Stummfilme zeigen den Betrachtern von heute, wie man mit Bildern umgehen kann. Das Kino war zunächst einmal ein Medium der Bilder. Die großen Regisseure des Stummfilms haben es verstanden, die Zuschauer ohne viele Worte allein durch die Kraft der Bilder in den Bann zu ziehen. Das ist eine hohe Kunst, die so mancher Regisseur von heute verlernt zu haben scheint. Schaut man sich die Filme der 20er und 30er Jahre heute im Kino oder auf DVD an, so lässt sich gut nachvollziehen, wie das Kino laufen lernte. Über die Bilder erzählten die Regisseurinnen und Regisseure ihre Geschichte, Zwischentitel ergänzten die Bildfolgen, manche Filme verzichteten gänzlich auf sie. Die Zuschauer waren trotzdem fasziniert.

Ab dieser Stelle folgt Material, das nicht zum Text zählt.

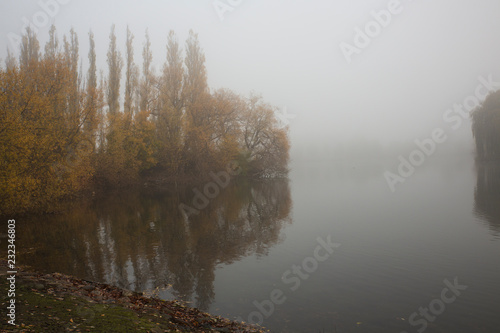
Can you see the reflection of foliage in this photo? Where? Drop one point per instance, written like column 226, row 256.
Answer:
column 487, row 194
column 148, row 243
column 486, row 127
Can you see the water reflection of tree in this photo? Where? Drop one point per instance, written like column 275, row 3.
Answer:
column 144, row 241
column 487, row 194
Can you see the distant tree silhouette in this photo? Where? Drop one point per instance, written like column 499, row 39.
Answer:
column 486, row 128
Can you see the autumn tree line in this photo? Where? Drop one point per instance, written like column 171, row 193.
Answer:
column 63, row 130
column 486, row 128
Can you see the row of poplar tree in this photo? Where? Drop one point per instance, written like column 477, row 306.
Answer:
column 62, row 130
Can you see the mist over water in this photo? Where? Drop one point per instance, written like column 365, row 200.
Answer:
column 410, row 209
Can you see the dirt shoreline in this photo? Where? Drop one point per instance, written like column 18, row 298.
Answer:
column 61, row 303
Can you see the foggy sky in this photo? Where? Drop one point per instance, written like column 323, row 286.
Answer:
column 397, row 89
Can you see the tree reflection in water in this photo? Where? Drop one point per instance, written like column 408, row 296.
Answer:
column 487, row 195
column 141, row 241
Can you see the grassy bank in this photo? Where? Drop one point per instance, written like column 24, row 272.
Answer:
column 61, row 303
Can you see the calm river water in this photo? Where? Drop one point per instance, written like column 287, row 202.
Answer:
column 424, row 258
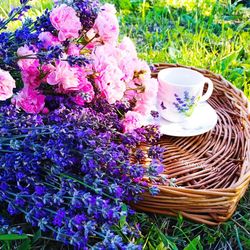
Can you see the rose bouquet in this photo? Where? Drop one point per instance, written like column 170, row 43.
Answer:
column 73, row 98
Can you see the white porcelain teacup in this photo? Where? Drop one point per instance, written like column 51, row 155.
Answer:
column 180, row 92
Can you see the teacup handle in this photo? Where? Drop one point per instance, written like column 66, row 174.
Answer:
column 209, row 90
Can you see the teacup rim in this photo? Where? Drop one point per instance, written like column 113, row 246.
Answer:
column 161, row 72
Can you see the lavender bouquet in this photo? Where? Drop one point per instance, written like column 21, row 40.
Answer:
column 73, row 99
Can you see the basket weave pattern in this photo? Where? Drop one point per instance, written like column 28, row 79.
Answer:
column 211, row 171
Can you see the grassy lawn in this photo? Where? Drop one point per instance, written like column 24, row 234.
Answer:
column 206, row 34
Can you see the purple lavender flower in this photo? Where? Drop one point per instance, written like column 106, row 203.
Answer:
column 69, row 172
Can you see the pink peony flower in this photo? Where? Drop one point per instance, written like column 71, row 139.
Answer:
column 106, row 24
column 29, row 67
column 108, row 74
column 7, row 84
column 65, row 20
column 30, row 100
column 64, row 76
column 86, row 95
column 48, row 39
column 132, row 121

Filmische Urgewalt - Panzerkreuzer Potemkin (1925)

DVD-Cover "Das neue Babylon"
DVD-Cover "Das neue Babylon"

Noch heute kann man sich der Bilderkraft dieses Films nicht entziehen. Das Meisterwerk des sowjetischen Regisseurs Sergej Eisenstein, einer der einflussreichsten Filme der Kinogeschichte, überzeugt auch nach über 80 Jahren noch mit seiner suggestiven Bildsprache. Die 70-minütige rekonstruierte Fassung des Klassikers ist auch auf DVD ein Ereignis. Zumal man sich in der vorbildlichen Edition von "Transit Film" auch über die Rekonstruktionsgeschichte von "Panzerkreuzer Potemkin" informieren kann.

Der bekannte deutsche Kritiker und Dramaturg Herbert Jhering schrieb 1926: "Wenn von den Dokumenten der letzten 20 Jahre alles verloren ginge und nur der 'Panzerkreuzer Potemkin' gerettet würde, man hätte ein Zeugnis ablegendes, gültiges Menschenwerk bewahrt, wie die Ilias, wie das Nibelungenlied."

"Der Dirigent ist betrunken" - Das neue Babylon (1929)

DVD mit Filmen von Germaine Dulac
DVD mit Filmen von Germaine Dulac

Als der russische Film "Das neue Babylon" Ende der 20er Jahre in die Kinos kam, riefen die Zuschauer "Der Dirigent ist betrunken". Das war eine bezeichnende Reaktion auf die damals revolutionäre Filmmusik. Die musikalische Vorlage des Komponisten Dmitri Schostakowitsch reißt auch heute noch mit. Der Film erzählt die Geschichte eines Liebespaares vor dem Hintergrund der Pariser Kommune 1871 – und sie ist natürlich auch ein Spiegelbild kommunistischer Revolutionswirren.

Die Regisseure "Kosintzew und Trauberg vertraten damals am reinsten die 'poetische' Richtung des sowjetischen Films, die das erzählerische Prinzip für unwichtig erachtete, um statt dessen Situationen und Gefühle in komprimierter, aufs Grundsätzliche reduzierter Form darzustellen." (Ulrich Gregor/Enno Patalas)

Pionierin hinter der Kamera – Germaine Dulac

Frauen hinter der Kamera waren zu Zeiten des Stummfilms eine große Ausnahme. Die französische Regisseurin Germaine Dulac ist aber nicht nur aus diesem Grund eine wichtige Gestalt des Stummfilms. Mit einigen ihrer Werke betrat sie damals filmisches Neuland. "Das Lächeln der Madame Beudet" aus dem Jahre 1922 ist ein Meilenstein des feministischen Films und eines der Meisterwerke des impressionistischen Kinos.

"Mit Hilfe zahlreicher Montagen und Doppelbelichtungen, mit einer exzentrisch-irrealen Beleuchtung und mit Zerrspiegeln, die das Gesicht des Mannes zur dämonischen Fratze gerinnen ließen, suchte Germaine Dulac der Story ihres Filmes eine tiefenpsychologische Deutung zu geben." (Ulrich Gregor/Enno Patalas)

Surreale Bilderspiele – Die Muschel und der Kleriker (1927)

Noch vor Salvador Dali und Luis Bunuel schuf Germaine Dulac mit "Die Muschel und der Kleriker" den ersten surrealistischen Film:

"Die bizarre und traumhafte Geschichte eines gehemmten Jungklerikers, der mit einem ordenbehangenen General um die Gunst einer schönen Dame ringt. Antikirchliche Attacken verschmolzen hier mit freudscher Traumsymbolik." (Ulrich Gregor/Enno Patalas)

Drei Filme Germaine Dulacs (außerdem noch "Die Einladung zur Reise", 1927), sind beim Anbieter "absolut medien" erschienen, dort ist auch "Das Neue Babylon“ herausgekommen. "Panzerkreuzer Potemkin" ist bei "Transit" erschienen.